January is the dumping-ground month that big-studio Hollywood movies are doomed to failure. Case in point with the contrived and stridently unfunny "Bride Wars": Anne Hathaway and Kate Hudson's own "Monster-in-Law." Inseparable and obsessed with weddings since childhood, school teacher Emma (Hathaway, looking gorgeous as usual) and lawyer Liv (Hudson, looking like she was left out in the sun too long and with bad bangs) get engaged to their boyfriends one day apart. Both women, who have always dreamt of marrying in New York's Plaza Hotel and being each other's maid of honor, have their nuptials booked on the exact same day by renowned wedding planner Marion St. Claire (Candice Bergen, and oh how Murphy Brown has fallen). 
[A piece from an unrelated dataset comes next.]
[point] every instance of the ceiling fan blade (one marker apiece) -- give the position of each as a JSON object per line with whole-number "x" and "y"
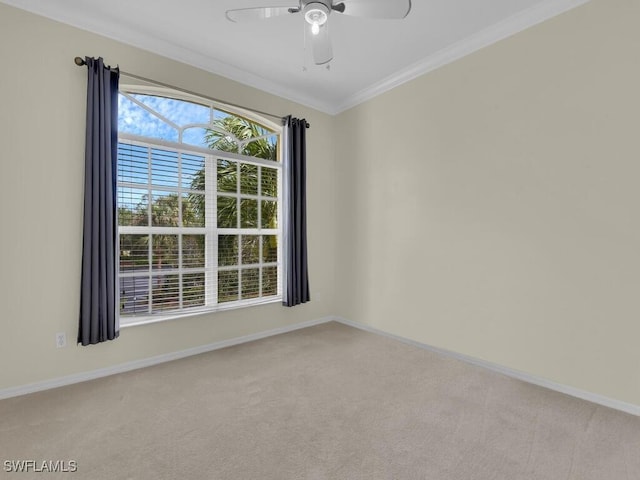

It is never quite clear what the whole fuss is about, or why neither of them agree on other options, but when neither will budge to re-schedule the wedding date, let the hair-pulling begin and get ready for this screechy, sabotaging pair of bridezillas to rumble! The sorostitute-like battle escalates: We get Emma sending a formerly obese Liv chocolate truffles and cookie baskets from the International Butter Club so she won't fit into her Vera Wang wedding gown (that'll show her!); and both brides-to-be switch the other's hair and tanning dyes (are you LOLing yet?). For a laborious 90 minutes, it's a catty-as-PG-can-be cat fight noticeably without claws but chock-full of immature 8-year-old pranks. 

Director Gary Winick and the three writers (Greg DePaul, Casey Wilson, and June Diane Raphael) are stingy on laughs, charm, and bite when it comes to "Bride Wars," which finally kills two birds with one stone: It throws on its predictably mawkish “truce” and sequel setup ... “Baby-Mama Wars” maybe? With their Crest Whitestrip smiles, Hathaway and Hudson are probably real nice people in real life, and seem to be having a blast on screen, which is more than what can be said for the audience. These two women are presented as annoying, babbling idiots, setting back the female movement nearly 60 years when marriage was priority numero uno. (Even “Sex and the City” cried out more female independence than this.) Called obnoxious and overbearing even by her own beau, Hudson's Liv is just that, and Hathaway's Emma is simply a nice girl lowering herself to her shrill ex-gal pal's level, while the hubbies-to-be (Steve Howey, Chris Pratt) and Liv's bro (Bryan Greenberg) are interchangeable non-entities. 

Only Kristen Johnston gets a few one-liners in edgewise as Emma's desperate choice for bridesmaid. Sugar-free gum probably has more wit than anything in "Bride Wars."